Getting back to the OP, just consider that you haven’t created the situations that cause the suffering of others. Unlike what others have suggested, again, this isn’t a zero-sum game, and your wealth does not lead to their poverty, nor does your happiness lead to their sadness. Unlike what some have suggested (not in this thread, but elsewhere), I do not believe that those who are idle in times of crisis are worse than the evil doers. The people that actually harm others are. Using a commonly cited example, the hottest places in hell are still reserved for Hitler et. al, not the fence-sitters.

So, I guess the question becomes, do we still have some duty to the sufferers in the world to improve their lot? I would answer yes. Personally, that is where private charity and some limited government power comes in. And finally, I realize that the world seems impossible to solve. Too many deaths, too much suffering, too much violence. You are correct, no one person can end all of it. But they can help. Any action that provides comfort or help to another is something that has a definite impact on somone else. It may not make the news. It may not change the horrors that we percieve in the world. However, it will make a difference.
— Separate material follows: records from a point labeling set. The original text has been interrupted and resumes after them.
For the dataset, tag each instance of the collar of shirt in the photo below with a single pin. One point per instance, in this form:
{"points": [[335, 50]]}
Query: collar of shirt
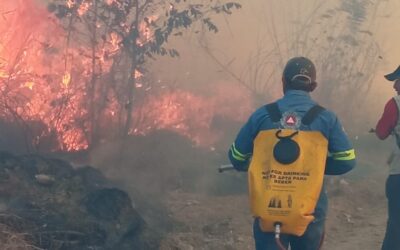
{"points": [[293, 92]]}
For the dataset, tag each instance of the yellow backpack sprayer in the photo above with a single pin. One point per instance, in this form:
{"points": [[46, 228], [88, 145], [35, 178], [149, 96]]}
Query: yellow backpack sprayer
{"points": [[285, 177]]}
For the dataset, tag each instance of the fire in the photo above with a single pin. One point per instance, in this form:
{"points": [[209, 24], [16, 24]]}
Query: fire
{"points": [[42, 80], [192, 115]]}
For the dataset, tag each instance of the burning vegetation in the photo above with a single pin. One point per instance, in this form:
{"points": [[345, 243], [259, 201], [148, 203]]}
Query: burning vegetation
{"points": [[75, 73]]}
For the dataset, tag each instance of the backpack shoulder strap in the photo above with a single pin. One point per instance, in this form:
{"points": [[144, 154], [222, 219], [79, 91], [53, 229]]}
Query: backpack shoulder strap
{"points": [[311, 114], [274, 112]]}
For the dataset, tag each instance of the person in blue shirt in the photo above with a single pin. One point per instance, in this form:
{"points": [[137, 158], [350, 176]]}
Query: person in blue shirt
{"points": [[298, 80]]}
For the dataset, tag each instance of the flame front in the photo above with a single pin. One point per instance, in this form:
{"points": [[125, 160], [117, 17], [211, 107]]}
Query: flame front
{"points": [[43, 80]]}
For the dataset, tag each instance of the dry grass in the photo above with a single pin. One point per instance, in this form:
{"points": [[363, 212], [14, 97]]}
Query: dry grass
{"points": [[11, 240]]}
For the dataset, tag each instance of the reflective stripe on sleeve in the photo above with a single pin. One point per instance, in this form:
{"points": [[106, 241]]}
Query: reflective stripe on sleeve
{"points": [[237, 155], [345, 155]]}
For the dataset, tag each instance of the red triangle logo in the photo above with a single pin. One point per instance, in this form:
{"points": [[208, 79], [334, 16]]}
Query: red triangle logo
{"points": [[291, 120]]}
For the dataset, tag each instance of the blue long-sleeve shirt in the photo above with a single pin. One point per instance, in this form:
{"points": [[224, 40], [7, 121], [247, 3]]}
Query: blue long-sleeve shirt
{"points": [[341, 153]]}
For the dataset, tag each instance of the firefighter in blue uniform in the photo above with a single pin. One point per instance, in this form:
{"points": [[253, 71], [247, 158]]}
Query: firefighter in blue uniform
{"points": [[299, 79]]}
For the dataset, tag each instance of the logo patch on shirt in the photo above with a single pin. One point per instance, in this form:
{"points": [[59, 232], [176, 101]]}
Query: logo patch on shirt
{"points": [[290, 120]]}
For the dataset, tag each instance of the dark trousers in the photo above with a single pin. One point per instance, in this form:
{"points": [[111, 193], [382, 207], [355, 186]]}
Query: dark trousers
{"points": [[311, 239], [392, 236]]}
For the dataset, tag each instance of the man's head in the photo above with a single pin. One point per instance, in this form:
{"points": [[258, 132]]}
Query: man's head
{"points": [[299, 74], [395, 77]]}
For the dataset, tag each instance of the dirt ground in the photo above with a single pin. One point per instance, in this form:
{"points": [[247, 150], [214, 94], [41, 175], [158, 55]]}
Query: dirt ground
{"points": [[356, 217], [205, 210], [356, 220]]}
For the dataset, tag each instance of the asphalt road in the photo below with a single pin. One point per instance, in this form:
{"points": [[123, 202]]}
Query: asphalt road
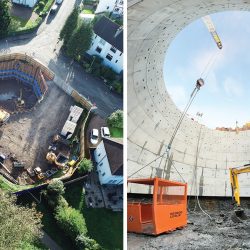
{"points": [[44, 46]]}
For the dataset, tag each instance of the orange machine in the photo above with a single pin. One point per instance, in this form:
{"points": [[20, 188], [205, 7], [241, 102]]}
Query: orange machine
{"points": [[163, 211]]}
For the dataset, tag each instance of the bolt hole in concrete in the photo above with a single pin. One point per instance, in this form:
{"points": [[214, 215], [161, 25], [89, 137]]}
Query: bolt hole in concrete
{"points": [[223, 102], [194, 53], [12, 90]]}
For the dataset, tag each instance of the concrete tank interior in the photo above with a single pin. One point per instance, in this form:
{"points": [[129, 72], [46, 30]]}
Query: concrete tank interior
{"points": [[201, 155]]}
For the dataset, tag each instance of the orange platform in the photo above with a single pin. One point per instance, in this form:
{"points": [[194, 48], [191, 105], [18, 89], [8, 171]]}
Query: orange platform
{"points": [[163, 211]]}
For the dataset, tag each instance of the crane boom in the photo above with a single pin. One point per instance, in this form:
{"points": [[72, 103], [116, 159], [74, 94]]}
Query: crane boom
{"points": [[211, 28]]}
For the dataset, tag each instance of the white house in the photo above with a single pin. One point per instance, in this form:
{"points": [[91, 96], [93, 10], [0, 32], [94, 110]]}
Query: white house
{"points": [[29, 3], [109, 160], [107, 43], [113, 6], [71, 123]]}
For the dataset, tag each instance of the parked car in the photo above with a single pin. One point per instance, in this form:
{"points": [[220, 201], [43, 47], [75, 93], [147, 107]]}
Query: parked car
{"points": [[105, 132], [4, 116], [54, 9], [94, 136]]}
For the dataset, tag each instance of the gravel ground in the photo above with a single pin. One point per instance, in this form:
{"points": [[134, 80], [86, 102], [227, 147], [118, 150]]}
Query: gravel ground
{"points": [[27, 135], [201, 233]]}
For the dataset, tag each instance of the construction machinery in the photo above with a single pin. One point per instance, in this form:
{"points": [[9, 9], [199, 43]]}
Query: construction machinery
{"points": [[234, 172], [211, 28]]}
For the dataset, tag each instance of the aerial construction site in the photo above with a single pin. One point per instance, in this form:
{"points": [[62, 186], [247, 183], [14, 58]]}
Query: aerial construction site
{"points": [[187, 184], [37, 118]]}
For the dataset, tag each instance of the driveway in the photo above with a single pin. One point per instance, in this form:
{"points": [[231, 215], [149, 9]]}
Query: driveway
{"points": [[95, 122], [44, 46]]}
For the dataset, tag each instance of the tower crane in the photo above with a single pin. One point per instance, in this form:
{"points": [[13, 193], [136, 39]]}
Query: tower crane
{"points": [[211, 28]]}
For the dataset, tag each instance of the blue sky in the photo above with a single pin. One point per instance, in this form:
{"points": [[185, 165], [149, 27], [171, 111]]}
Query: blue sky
{"points": [[225, 98]]}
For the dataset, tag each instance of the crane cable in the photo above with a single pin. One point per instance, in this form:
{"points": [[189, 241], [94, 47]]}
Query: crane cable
{"points": [[195, 91], [175, 131]]}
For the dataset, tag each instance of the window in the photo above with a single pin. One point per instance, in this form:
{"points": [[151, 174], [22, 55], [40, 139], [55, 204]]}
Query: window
{"points": [[109, 57], [113, 49], [98, 49], [102, 41]]}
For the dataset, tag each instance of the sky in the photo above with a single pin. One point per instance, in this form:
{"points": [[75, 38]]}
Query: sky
{"points": [[225, 97]]}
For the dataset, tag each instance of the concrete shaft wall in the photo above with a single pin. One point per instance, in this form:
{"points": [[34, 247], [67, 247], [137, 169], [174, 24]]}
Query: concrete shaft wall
{"points": [[202, 156]]}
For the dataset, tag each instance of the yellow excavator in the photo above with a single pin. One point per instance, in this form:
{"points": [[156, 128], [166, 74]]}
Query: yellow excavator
{"points": [[234, 172]]}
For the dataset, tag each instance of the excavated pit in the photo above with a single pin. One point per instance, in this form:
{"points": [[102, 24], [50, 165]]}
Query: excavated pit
{"points": [[11, 90]]}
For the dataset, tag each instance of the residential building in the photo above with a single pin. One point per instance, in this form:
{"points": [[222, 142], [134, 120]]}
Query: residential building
{"points": [[107, 43], [113, 6], [28, 3], [109, 162]]}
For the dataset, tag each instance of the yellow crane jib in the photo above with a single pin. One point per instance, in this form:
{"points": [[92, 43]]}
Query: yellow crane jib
{"points": [[234, 172], [211, 28]]}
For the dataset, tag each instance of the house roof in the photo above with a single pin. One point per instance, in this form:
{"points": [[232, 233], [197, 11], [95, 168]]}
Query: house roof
{"points": [[110, 32], [114, 153]]}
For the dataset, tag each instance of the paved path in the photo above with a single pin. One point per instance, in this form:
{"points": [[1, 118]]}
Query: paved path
{"points": [[48, 242], [44, 46]]}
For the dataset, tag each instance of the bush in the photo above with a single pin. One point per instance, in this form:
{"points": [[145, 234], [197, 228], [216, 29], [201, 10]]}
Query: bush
{"points": [[55, 188], [108, 73], [115, 120], [41, 5], [71, 221], [69, 26], [84, 242], [85, 165]]}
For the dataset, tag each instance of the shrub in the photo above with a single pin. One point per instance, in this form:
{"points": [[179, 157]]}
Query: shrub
{"points": [[41, 5], [115, 120], [71, 221], [85, 165], [108, 73], [84, 242], [69, 26], [55, 188]]}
So, my personal take: Don’t sweat the big stuff. You didn’t create disease, famine, or poverty. One should still seek a path in life that allows you to help others. The easiest is working a job and simply giving a portion of your money away. Harder is to volunteer locally. Harder still is to organize some sort of effort to help those far away from you. Do whatever you want, knowing that helping others might relieve some of your own anxiety about it.

I should say that now that I look into this NYTimes article, I should have been more skeptical. Not that the sex slave trade doesn’t exist and isn’t horrid, but some of the more extreme claims, such as the estimated numbers and the Disneyland handoffs, seem distinctly undersourced, and probably should not be taken at face value.

Funny you should both be unfamiliar with this phrase, as there is a movie just recently released with that title. It refers to the interconnectedness of seemingly meaningless or random events. A butterfly could flap it’s wings in Africa and that might set off a chain of events that leades to, say, a particular man being elected president in the US. Go back in time and change even the smallest detail, and all history might be different.